Bald verwachse ich mit dem Tuch, bald bin ich das Tuch. Ich vertraue ihm – auch weil mir Hanna später sagen wird, dass es zwei Tonnen aushält – ich liebe es, wie das Tuch mich massiert, wie es meine verklebten Faszien befreit, wie ich mich durch die Schwerkraft passiv dehne und meine Gelenke aufgrund minimaler Kompression entlastet werden. Jeder Yogi nun in seinem Flow, jeder in seiner Atmung, jeder mit seiner körperlichen Grenze, die er achtsam erkundet. Dann bittet uns Yogalehrerin Hanna zur Umkehrübung.

3. Phase: Wäre ich doch nur in der zweiten Phase geblieben

Wir ziehen uns am Tuch hinauf, haken die Füße ein, lassen uns kopfüber nach unten fallen. Hanna nennt die Umkehrübung auch "Herz über Kopf". Unsere Pumpe liegt jetzt also höher als das Hirn, in dem es nach einer Weile ordentlich rauscht. Hätte ich Hanna sagen sollen, dass mir manchmal schlecht wird, wenn ich nur mit meinen Kindern in der Korbschaukel sitze? Wir drehen uns mal um 180 Grad, ziehen uns einzig mit unseren Bauchmuckis hoch, hängen wieder eine Weile kopfüber, strecken unsere Wirbelsäule, weiten den Brustkorb.

Dann wird mir schlecht. Ich geh raus ausm Tuch, fühle mich, als hätte ich auf leeren Magen drei warme Pils getrunken und mir zwei Teller von Omas Sauerkrauteintopf hineingestopft. Das flaue Gefühl will für den Rest der Stunde nicht mehr weichen. Die Endentspannung tut zwar gut, aber richtig genießen kann ich sie nicht mehr. An der frischen Luft wird’s wieder besser.

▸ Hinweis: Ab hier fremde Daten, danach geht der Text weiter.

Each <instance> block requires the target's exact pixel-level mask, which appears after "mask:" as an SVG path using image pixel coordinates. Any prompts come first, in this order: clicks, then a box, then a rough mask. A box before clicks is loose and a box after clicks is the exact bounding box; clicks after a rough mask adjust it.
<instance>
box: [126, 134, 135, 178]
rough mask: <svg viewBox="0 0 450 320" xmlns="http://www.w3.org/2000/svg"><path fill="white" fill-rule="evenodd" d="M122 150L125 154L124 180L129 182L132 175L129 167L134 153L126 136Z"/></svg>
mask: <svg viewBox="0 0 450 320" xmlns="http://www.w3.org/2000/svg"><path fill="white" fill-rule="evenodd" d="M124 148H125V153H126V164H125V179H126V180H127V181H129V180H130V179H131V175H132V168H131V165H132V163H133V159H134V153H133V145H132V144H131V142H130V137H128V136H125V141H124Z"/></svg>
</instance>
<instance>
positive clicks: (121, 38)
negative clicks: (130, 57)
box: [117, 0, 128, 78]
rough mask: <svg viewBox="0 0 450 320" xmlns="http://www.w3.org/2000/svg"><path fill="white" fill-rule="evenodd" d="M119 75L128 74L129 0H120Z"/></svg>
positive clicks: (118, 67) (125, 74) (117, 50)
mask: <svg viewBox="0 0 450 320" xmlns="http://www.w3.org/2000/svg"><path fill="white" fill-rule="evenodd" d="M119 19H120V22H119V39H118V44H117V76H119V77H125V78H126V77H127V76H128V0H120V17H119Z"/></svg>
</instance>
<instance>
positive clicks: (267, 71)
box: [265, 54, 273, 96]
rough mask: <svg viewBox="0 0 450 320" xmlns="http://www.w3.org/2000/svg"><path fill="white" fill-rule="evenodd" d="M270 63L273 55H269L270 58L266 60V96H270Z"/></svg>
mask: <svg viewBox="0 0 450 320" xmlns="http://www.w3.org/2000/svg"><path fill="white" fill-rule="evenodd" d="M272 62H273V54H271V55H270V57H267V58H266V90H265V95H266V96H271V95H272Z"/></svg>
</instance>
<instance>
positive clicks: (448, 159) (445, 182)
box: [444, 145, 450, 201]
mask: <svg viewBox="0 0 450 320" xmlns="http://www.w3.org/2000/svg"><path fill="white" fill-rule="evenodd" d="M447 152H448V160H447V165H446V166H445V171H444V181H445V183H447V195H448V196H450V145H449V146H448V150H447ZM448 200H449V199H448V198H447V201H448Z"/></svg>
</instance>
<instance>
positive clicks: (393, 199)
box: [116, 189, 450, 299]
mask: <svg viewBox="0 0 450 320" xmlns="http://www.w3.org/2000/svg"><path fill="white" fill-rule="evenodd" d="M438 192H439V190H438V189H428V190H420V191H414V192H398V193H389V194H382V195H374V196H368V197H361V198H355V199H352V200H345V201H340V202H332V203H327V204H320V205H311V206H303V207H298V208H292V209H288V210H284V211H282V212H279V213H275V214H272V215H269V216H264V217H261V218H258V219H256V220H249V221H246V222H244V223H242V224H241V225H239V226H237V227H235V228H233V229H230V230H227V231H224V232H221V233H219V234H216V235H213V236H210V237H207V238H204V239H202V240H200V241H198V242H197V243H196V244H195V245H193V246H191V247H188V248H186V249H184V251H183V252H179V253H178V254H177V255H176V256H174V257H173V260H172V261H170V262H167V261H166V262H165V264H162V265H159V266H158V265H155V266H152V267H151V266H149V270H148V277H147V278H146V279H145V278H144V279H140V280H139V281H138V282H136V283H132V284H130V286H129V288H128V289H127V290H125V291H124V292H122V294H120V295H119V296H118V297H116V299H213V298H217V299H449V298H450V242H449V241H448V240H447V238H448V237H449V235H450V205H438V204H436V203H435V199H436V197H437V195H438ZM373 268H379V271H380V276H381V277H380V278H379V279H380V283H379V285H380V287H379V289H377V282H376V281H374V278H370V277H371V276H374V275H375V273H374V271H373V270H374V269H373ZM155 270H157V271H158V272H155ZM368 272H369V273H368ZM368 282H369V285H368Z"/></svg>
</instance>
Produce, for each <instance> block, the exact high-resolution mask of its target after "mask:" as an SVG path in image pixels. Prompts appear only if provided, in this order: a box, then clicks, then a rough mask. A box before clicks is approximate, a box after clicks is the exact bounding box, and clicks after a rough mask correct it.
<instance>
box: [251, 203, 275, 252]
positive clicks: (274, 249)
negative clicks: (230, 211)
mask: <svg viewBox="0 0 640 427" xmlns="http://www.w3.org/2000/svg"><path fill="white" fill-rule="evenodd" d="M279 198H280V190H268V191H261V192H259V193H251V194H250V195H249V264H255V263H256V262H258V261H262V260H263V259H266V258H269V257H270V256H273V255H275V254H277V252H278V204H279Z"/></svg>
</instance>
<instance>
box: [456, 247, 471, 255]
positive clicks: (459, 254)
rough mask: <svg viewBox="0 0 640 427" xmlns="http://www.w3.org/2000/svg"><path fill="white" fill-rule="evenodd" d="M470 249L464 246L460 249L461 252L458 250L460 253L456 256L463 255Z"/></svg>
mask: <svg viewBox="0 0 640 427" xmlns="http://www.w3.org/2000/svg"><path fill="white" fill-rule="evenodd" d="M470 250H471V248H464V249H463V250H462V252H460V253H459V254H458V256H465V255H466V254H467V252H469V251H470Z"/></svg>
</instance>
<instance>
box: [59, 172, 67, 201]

Von 100 Kursteilnehmern ergehe es einem wie mir, erzählt mir Hanna später, als sich der Magen wieder beruhigt hat. Dass ich zu Schwindel neige, hätte ich ihr vorher sagen sollen, sagt sie, sie hätte mir dann Alternativübungen am Boden anbieten können. Sie berichtet von Teilnehmern, die extra zu ihr kamen, um mit Hilfe von Schwerelos-Yoga ihre Seekrankheit in den Griff zu kriegen. "Die wollten einen Segeltörn in Holland unternehmen und haben bei mir ein paar Stunden genommen, damit sie die Schwankungen auf dem Boot besser aushalten", erzählt Hanna. "Den Segeltörn haben sie gut verkraftet."

Einen Segeltörn brauche ich nun wirklich nicht, aber lernen, die Gleichgewichtsstörung besser zu kontrollieren, wäre ein lohnendes Ziel: gut für wilde Flugstunden auf der Korbschaukel – und für weitere, tiefenentspannte Momente im Schwerelos-Yoga-Tuch.